The now-defunct Kardashian Kard might have put the prepaid debit card industry in a bad position in the few weeks it was available.

The charge for the card was $59.95 for six months or $99.95 for a year, and the price included the card’s $7.95 monthly fee and an initial load fee of $5. Though the card’s monthly fee structure was somewhat similar to other offerings, the initial fee caused sticker shock among many watching the industry (see story).

It remains unclear whether the product will have a long-lasting effect on the industry. But its fee structure could force other providers to rethink their own pricing policies or provoke Congress to take action on prepaid fees, observers say.

Some prepaid providers already have started to adjust their card pricing. On Jan. 5, for example, UniRush LLC announced it was enabling its cardholders to choose a fee structure that best fit their monthly spending habits.

Under its previous fee structure, the Visa-branded RushCard and Baby Phat cards came with a $19.95 purchase price that was restricted to a pay-as-you-go plan.

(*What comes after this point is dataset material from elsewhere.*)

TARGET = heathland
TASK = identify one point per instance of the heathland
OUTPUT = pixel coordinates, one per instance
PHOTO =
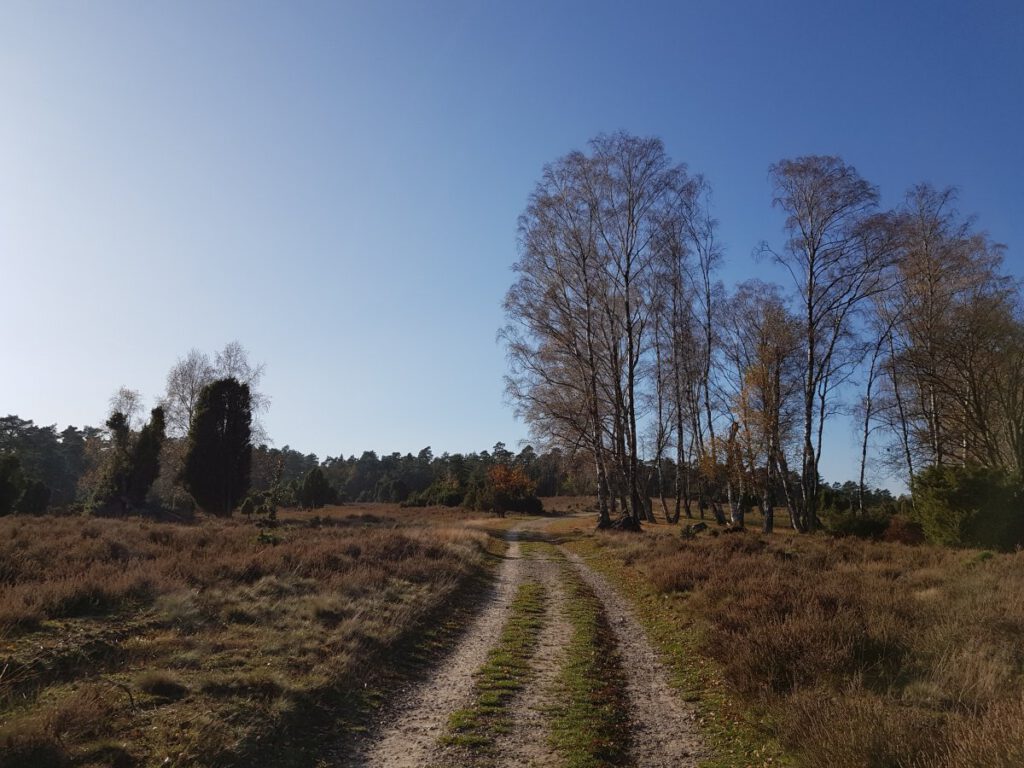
(378, 635)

That plan also included a $1 fee for each transaction capped at $10 per month and a $1.95 ATM withdrawal fee.

The company’s Diamond card had a $3 purchase price and a flat $3.95 monthly fee, and cardholders could conduct free signature-based purchases and two free ATM withdrawals per month. Those options were not available with the other cards

Under the new fee structure, holders of UniRush’s cards pay monthly fees ranging from $3.95 to $14.95, depending on which plan they choose for all three cards. UniRush representatives did not return calls seeking an explanation of the company’s card-policy changes. But the policy language on RushCard’s website indicates UniRush eliminated the earlier restrictions. The monthly plan only was available with the Diamond card. All other fees in the pay-as-you-go plan and the monthly flat-fee plan remain the same.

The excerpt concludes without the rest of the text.